Ou troika ou PCP

Na cerimónia de posse, os semblantes mostravam aquilo de que realmente se tratava: de um velório! O conteúdo era, todavia, de ficção. O Presidente da República enganara-se de discurso: este era o que deveria ter lido há dez anos. Ou então dentro de 15 dias, quando der posse ao governo de António Costa, por enquanto sem acordo de maioria, sem composição e sem programa.

Apesar disso, os empossados merecem uma saudação sincera. Quaisquer que sejam as suas razões, estiveram presentes e entregaram-se a esta ruim mas necessária tarefa com cavalheirismo e desejo de dar a entender que sabiam perder.

Vivemos uma confusão meticulosamente organizada. E uma desordem constitucionalmente protegida. Espera-se, uma vez mais, que a fantasia do governo de gestão não venha criar a seguir uma situação perfeitamente alucinada.

O Presidente da República fez um discurso quase como se fosse primeiro-ministro. Com regras, objectivos e estratégia! Como se fosse. Passos Coelho fez um discurso de primeiro-ministro normal de tempos normais. Como se fosse. Este é o novo governo, como se fosse. Que cumpra as regras, é o que se deseja. Que mostre o que queria, é o que se espera. Que o discurso do primeiro-ministro seja referência para a oposição que vai ser dentro de algumas semanas, é o que se sugere.
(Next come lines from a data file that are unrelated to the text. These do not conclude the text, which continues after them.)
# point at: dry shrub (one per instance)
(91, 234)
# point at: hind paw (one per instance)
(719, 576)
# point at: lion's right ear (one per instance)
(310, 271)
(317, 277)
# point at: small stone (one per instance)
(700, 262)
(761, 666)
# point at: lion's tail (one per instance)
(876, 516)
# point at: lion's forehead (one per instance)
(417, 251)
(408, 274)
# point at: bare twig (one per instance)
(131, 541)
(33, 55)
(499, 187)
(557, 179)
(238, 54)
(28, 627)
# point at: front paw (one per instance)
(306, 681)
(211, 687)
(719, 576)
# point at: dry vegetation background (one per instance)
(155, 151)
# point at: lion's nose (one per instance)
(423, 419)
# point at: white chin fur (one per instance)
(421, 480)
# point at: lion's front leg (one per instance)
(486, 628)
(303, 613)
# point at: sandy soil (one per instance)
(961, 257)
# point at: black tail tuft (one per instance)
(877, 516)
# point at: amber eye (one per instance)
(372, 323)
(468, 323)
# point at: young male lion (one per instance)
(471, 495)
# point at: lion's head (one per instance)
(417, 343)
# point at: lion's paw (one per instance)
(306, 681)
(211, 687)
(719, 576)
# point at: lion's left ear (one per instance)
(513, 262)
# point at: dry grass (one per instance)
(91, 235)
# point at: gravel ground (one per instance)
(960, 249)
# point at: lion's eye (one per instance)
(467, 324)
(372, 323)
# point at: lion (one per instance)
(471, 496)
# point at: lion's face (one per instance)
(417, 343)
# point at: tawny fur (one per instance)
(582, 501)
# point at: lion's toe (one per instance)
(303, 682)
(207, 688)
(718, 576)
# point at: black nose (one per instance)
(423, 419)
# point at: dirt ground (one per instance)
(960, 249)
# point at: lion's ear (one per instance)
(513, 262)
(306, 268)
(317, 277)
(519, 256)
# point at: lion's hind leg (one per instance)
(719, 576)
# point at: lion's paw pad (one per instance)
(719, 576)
Perdeu-se tempo. É verdade. Mas este tempo foi perdido por boas razões: para a manutenção das regras da democracia. Caso contrário, entregava-se a política definitivamente ao golpe e ao improviso. Dentro de algumas semanas, teremos talvez novo governo com maioria de apoio. Como diz Jerónimo de Sousa, logo se verá. Por quanto tempo, logo veremos.
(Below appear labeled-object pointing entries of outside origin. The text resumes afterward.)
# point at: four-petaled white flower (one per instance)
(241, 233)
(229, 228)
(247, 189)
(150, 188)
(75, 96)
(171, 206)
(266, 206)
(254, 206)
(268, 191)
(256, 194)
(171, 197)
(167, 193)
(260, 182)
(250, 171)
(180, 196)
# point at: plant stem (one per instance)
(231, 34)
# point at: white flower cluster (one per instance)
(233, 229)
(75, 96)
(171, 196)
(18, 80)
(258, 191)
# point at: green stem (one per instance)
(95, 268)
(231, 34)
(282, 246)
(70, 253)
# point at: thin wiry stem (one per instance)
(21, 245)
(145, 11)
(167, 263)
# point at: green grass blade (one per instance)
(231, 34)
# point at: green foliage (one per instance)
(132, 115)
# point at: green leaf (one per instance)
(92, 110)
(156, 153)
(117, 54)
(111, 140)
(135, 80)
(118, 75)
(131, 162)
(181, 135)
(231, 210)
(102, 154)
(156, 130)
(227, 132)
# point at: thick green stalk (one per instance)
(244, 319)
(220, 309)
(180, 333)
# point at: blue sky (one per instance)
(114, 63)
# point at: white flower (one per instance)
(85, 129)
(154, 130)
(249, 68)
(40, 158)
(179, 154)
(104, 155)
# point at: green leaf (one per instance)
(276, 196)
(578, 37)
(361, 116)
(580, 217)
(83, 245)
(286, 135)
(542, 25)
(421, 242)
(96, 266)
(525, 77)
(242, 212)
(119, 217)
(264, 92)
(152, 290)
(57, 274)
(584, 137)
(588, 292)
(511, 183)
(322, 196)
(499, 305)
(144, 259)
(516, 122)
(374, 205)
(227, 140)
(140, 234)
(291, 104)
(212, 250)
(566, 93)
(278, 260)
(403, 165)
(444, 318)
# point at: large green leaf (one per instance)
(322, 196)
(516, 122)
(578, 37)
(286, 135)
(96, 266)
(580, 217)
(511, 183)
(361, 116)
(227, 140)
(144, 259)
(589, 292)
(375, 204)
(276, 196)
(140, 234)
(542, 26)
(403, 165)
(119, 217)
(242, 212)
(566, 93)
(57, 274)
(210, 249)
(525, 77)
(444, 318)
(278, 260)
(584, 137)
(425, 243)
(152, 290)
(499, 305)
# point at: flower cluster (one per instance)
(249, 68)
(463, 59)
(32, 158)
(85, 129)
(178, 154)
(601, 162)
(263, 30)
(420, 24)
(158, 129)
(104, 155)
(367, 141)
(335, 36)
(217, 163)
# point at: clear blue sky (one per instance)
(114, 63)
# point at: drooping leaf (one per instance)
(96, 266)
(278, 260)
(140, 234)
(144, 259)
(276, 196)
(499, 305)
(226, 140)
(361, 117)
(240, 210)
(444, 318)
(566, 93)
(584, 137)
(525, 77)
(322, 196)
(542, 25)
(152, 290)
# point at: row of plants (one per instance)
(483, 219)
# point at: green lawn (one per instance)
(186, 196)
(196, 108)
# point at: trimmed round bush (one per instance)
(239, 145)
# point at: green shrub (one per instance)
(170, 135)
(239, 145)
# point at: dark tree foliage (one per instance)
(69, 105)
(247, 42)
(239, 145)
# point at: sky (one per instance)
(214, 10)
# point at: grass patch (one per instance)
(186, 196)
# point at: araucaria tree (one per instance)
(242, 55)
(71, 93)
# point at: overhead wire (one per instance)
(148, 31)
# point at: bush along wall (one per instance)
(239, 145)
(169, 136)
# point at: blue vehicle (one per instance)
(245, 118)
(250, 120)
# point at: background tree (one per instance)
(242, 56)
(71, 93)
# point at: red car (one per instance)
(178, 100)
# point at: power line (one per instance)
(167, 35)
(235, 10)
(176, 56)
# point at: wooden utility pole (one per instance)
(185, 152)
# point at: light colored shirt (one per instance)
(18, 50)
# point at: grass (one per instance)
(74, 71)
Tempo realmente perdido, sem razão, foi o de longos meses desde as europeias, quando já se sabia que tudo passaria a ser provisório. Tempo perdido inutilmente foi o de mais de três semanas entre as eleições e a tomada de posse do Parlamento. Tempo perdido, sem razão nem vantagem, são as semanas de processo, à espera da contagem, à espera dos emigrantes, à espera da posse, à espera da formação, à espera da apresentação, à espera da aprovação... Tudo poderia passar-se em meia dúzia de dias...

Vamos ver quem, por PS interposto, vai governar Portugal. Ou o PCP, durante uns meses, ou a troika, durante um pouco mais. Na primeira hipótese, teremos eleições, novo governo e talvez segundo resgate. Na segunda, teremos só eleições e novo governo.

Ao contrário do que se receia, o PCP não se interessa, para já, pela União Europeia, o BCE, a NATO, ou o FMI... De todas estas organizações, o PCP vai dizer mal, o pior possível, assim como vai votar contra elas no Parlamento Europeu.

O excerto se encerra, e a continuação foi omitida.